Asked what the candidate might do to attract independents or even Democrats, Ms. Bush said, “I think people are smart enough now to know the world we are living in is going wrong and we need people like her to make it right.”
Oddly enough, that question seems like something you should ask a pundit, and the question for the voter—why did you decide to vote for O’Donnell—remains unasked and unanswered.

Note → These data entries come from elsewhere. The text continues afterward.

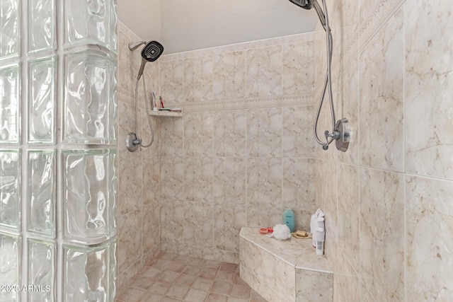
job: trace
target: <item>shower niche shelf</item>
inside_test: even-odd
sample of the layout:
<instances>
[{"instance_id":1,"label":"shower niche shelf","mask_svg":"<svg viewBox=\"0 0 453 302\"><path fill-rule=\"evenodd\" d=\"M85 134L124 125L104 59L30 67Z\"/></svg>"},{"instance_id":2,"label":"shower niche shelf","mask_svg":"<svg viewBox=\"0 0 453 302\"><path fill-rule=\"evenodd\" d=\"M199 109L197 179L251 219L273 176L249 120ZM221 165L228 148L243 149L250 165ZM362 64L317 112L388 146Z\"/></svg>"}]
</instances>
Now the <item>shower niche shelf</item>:
<instances>
[{"instance_id":1,"label":"shower niche shelf","mask_svg":"<svg viewBox=\"0 0 453 302\"><path fill-rule=\"evenodd\" d=\"M183 112L175 111L154 111L148 110L148 114L154 117L183 117Z\"/></svg>"}]
</instances>

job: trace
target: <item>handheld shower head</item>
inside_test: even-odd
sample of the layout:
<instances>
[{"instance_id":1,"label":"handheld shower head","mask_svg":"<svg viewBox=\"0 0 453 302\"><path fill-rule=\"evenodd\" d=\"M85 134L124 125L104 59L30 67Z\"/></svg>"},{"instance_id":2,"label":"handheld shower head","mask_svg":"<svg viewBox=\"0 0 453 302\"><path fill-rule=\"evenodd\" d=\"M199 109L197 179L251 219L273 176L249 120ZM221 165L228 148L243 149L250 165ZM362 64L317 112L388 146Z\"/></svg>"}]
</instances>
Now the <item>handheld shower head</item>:
<instances>
[{"instance_id":1,"label":"handheld shower head","mask_svg":"<svg viewBox=\"0 0 453 302\"><path fill-rule=\"evenodd\" d=\"M139 41L134 43L129 43L129 50L131 52L133 52L134 50L136 50L137 48L139 48L142 44L147 44L147 42L144 41Z\"/></svg>"},{"instance_id":2,"label":"handheld shower head","mask_svg":"<svg viewBox=\"0 0 453 302\"><path fill-rule=\"evenodd\" d=\"M292 3L294 3L297 6L300 6L302 8L311 9L312 0L289 0Z\"/></svg>"},{"instance_id":3,"label":"handheld shower head","mask_svg":"<svg viewBox=\"0 0 453 302\"><path fill-rule=\"evenodd\" d=\"M324 13L323 13L321 6L316 0L289 0L289 1L296 4L297 6L305 9L311 9L314 7L314 10L318 14L319 22L321 22L321 25L323 25L323 28L326 31L330 30L330 28L328 29L326 25L326 16L324 15Z\"/></svg>"},{"instance_id":4,"label":"handheld shower head","mask_svg":"<svg viewBox=\"0 0 453 302\"><path fill-rule=\"evenodd\" d=\"M143 74L145 64L149 62L154 62L164 52L164 46L157 41L151 41L142 50L142 65L139 70L139 75L137 77L139 80Z\"/></svg>"}]
</instances>

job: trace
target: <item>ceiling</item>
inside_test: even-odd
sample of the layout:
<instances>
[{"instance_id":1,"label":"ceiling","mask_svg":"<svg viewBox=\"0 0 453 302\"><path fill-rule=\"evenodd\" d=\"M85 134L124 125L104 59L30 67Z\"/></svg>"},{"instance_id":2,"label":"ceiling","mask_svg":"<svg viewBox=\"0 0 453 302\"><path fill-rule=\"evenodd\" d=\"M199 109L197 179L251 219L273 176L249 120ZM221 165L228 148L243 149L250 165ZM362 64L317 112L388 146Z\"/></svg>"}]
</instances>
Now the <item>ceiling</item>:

Dan Balz doesn’t talk to any voters in an otherwise clear-headed and mostly effective analysis of Tuesday’s results for The Washington Post. The lede is a little jazzy-Politico for my tastes, though:
Christine O’Donnell, a “tea party”-backed long-shot candidate, stunned the Republican establishment Tuesday night by defeating nine-term Rep. Michael N. Castle in Delaware’s GOP Senate primary, one of the most shocking upsets in an already tumultuous primary season.
New midterm rule, please: refrain from using both “shocking” and “stunned,” or derivations of the two, in the one sentence, no matter how tumultuous the result.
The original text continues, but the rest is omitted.